Background The U.S. prevalence of misuse of prescription opioid analgesics has increased substantially over the past decade but research on the factors influencing misuse of these medications remains preliminary. In the literature on alcohol, marijuana and stimulants, substance-related expectancies have been found to predict level of substance use. A similar line of research is needed to better understand reasons for misusing pain medications.
Methods This study utilized a sample of adults presenting to a large residential addictions treatment program (N = 351). Participants were administered a new instrument, the Pain Medication Expectancy Questionnaire (PMEQ) as well as questions about current alcohol, illegal drug and pain medication misuse. Exploratory factor analysis was used to determine underlying factors of the PMEQ.
Results Results of the factor analysis supported a three-factor solution focusing on pleasure/social enhancement, pain reduction and negative experience reduction. In general, greater perceived expectancy of the positive effects of Prescription Opiate Analgesics (POAs) in all three domains were correlated with greater frequency of substance use and poorer mental health functioning. Expectancies directly related to the pain-reducing properties of POAs were also related to greater pain and poorer physical functioning.

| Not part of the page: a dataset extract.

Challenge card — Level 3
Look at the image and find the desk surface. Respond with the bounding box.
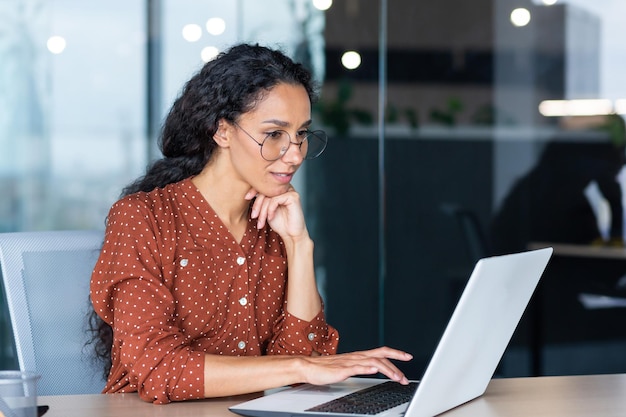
[38,374,626,417]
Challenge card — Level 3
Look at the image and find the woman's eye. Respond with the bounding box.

Conclusions This new measure of pain medication expectancies had sound psychometric properties and the resulting factors were associated with other clinically important aspects of patient functioning. The results highlight the need to assess for and address perceptions related to pain medication use in patients presenting to addictions treatment.
PMCID: PMC3051016. (Pub Med Central)
Country of focus: United States of America.